The environment variable 'LD_PRELOAD' is set to 'libonload.so'
Use OpenOnload tools such as onload_stackdump to confirm that AMPS has OpenOnload stacks and to inspect the OpenOnload environment used by the process.
onload_stackdump
Example output with AMPS running under Onload:
#stack-id stack-name pids
1 AMPS:DEFAULT-p1 1
The absence of AMPS stacks could indicate could indicate that AMPS did not start under Onload.
As AMPS clients connect, run onload_stackdump again and confirm that new stack names beginning with AMPS: appear.
#stack-id stack-name pids
19 AMPS:0-t230 1
1 AMPS:DEFAULT-p1 1
For OpenOnload deployments, include the following in the production monitoring plan:
- OpenOnload runtime verification at process startup.
- NIC counters, packet drops, retransmits, and link status.
- End-to-end publish and subscribe latency from the application perspective.
For general AMPS, host, container, and VM monitoring guidance, see Monitoring and Virtualization Considerations.
Virtual Machines
OpenOnload is primarily a physical-host acceleration technology. In a virtual machine, OpenOnload is only appropriate when the VM has the required access to supported network hardware, such as through a hardware passthrough configuration that exposes the NIC and required driver behavior to the guest.
Do not assume that OpenOnload improves an AMPS deployment just because the physical host has supported hardware. Test the exact VM type, host configuration, NIC exposure model, CPU allocation, and AMPS workload. Validate Onload using onload_stackdump to confirm AMPS is running with the accelerated path. If the VM cannot use the accelerated path, follow the standard virtual machine guidance and run AMPS with the normal TCP stack.
Containers
OpenOnload can be used from a container when the container has access to the OpenOnload runtime, the host network path, and the required device nodes. The Onload container guidance uses Docker; the example below shows the same general requirements using Podman.
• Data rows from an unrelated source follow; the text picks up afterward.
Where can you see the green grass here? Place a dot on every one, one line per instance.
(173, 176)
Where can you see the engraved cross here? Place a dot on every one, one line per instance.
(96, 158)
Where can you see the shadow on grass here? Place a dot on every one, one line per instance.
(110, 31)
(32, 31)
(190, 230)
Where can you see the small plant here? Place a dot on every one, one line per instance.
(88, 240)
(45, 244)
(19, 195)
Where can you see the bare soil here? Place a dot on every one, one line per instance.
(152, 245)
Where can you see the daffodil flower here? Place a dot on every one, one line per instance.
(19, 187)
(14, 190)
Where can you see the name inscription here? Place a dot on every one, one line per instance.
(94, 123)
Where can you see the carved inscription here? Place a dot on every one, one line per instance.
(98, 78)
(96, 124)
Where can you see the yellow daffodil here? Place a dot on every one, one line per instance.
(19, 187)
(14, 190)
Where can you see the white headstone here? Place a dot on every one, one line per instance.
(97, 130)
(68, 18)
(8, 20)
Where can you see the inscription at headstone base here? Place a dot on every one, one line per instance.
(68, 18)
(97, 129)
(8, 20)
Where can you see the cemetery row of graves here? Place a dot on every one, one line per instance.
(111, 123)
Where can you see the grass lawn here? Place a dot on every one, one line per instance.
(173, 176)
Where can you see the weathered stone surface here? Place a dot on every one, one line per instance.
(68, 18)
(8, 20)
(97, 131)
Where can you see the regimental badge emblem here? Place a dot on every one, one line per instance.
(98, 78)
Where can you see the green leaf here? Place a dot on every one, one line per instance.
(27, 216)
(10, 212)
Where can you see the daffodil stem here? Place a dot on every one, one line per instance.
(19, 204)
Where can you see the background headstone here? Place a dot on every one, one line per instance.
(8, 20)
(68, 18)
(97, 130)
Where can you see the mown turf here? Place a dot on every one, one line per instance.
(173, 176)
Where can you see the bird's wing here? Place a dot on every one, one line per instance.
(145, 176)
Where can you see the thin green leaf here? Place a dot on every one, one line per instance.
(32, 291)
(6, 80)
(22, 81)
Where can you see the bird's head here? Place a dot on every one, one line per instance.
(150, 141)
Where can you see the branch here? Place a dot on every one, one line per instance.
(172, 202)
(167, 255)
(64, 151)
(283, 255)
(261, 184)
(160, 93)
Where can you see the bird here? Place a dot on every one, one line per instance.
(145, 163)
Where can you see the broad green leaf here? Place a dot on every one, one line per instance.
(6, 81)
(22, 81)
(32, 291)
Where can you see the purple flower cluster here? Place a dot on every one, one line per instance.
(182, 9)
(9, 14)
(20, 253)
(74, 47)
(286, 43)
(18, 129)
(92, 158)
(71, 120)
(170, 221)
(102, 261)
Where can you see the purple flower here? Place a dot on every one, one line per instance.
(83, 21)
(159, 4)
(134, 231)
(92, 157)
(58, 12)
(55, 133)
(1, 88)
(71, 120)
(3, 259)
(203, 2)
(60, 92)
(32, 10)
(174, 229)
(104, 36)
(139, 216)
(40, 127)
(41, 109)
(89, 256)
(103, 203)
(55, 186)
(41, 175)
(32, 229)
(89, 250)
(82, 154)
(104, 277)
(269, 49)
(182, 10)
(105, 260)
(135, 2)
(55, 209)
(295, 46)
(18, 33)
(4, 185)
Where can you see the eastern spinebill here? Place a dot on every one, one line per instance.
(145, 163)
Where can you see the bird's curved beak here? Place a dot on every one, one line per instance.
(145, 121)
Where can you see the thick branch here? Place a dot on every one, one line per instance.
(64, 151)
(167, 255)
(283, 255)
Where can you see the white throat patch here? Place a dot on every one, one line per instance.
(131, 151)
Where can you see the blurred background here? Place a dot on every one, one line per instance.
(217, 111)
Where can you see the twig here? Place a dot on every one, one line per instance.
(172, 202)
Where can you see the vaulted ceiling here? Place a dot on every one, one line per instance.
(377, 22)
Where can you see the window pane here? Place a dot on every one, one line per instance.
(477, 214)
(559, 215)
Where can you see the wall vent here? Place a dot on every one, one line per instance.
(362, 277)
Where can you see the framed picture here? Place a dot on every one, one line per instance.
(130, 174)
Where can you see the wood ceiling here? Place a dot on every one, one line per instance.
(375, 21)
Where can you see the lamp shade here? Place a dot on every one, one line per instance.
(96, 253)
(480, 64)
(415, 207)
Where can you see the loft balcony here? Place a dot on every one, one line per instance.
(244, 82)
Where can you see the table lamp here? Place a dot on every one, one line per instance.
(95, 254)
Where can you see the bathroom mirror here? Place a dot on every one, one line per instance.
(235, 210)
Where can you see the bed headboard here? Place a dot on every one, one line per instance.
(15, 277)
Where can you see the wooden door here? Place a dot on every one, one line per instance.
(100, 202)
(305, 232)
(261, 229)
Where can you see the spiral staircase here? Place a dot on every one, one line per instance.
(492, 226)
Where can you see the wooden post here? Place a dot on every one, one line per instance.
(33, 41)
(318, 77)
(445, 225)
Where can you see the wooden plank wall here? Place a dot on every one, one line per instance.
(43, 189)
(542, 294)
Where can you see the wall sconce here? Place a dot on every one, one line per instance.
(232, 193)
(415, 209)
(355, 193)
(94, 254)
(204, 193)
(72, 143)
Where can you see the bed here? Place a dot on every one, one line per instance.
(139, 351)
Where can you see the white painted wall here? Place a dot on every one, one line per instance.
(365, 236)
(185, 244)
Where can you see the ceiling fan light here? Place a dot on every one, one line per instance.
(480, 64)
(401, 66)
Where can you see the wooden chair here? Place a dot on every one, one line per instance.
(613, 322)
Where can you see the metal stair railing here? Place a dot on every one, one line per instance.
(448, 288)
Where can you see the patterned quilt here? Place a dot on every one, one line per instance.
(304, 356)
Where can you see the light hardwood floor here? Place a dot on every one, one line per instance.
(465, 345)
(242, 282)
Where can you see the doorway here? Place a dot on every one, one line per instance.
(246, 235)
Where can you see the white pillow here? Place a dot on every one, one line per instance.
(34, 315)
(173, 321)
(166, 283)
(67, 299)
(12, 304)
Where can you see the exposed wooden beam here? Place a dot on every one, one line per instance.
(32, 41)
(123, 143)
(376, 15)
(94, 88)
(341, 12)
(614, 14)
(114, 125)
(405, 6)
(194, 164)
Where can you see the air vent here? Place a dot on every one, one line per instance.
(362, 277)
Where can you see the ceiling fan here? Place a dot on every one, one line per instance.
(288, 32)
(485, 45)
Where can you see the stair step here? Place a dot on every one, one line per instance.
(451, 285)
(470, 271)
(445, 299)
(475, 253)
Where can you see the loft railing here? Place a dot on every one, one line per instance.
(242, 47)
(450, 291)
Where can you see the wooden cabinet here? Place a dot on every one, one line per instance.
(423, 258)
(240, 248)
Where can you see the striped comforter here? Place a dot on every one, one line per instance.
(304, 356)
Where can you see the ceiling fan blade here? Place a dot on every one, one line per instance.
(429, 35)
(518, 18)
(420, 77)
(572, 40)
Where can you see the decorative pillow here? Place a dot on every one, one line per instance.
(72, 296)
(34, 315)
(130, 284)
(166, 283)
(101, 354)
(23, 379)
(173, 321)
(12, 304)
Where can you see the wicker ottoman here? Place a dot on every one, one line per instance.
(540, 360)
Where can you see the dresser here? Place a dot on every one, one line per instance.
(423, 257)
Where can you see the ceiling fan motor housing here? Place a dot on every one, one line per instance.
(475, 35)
Adjust the image, paths, and runtime options for the deployment.
podman run -it \
--name amps \
--network host \
--device=/dev/onload \
--device=/dev/onload_epoll \
-v /path/to/amps:/amps \
-v /usr/lib64/libonload.so:/usr/lib64/libonload.so \
-w /amps/bin \
-e LD_PRELOAD=libonload.so \
-e EF_CTPIO_SWITCH_BYPASS=1 \
-e EF_EPOLL_MT_SAFE=1 \
-e EF_POLL_USEC=100000 \
-e EF_TCP_FASTSTART_INIT=0 \
-e EF_TCP_FASTSTART_IDLE=0 \
-e EF_NONAGLE_INFLIGHT_MAX=65535 \
fedora:latest \
./ampServer config.xml
The example mounts the host OpenOnload shared library at /usr/lib64/libonload.so into the same path in the container. Another valid approach is to build the matching OpenOnload user-space components into the container image, provided that the image contents are kept compatible with the host driver.
Prefer explicit device mappings when the container runtime and host policy allow them. Some environments require --privileged for OpenOnload because device, capability, or namespace access is otherwise incomplete. Use --privileged only when the security model for the host and container has been reviewed.
Host networking and OpenOnload device access give the AMPS container direct access to host networking resources. Review the host networking security guidance in Host Guidance before exposing the container to production networks.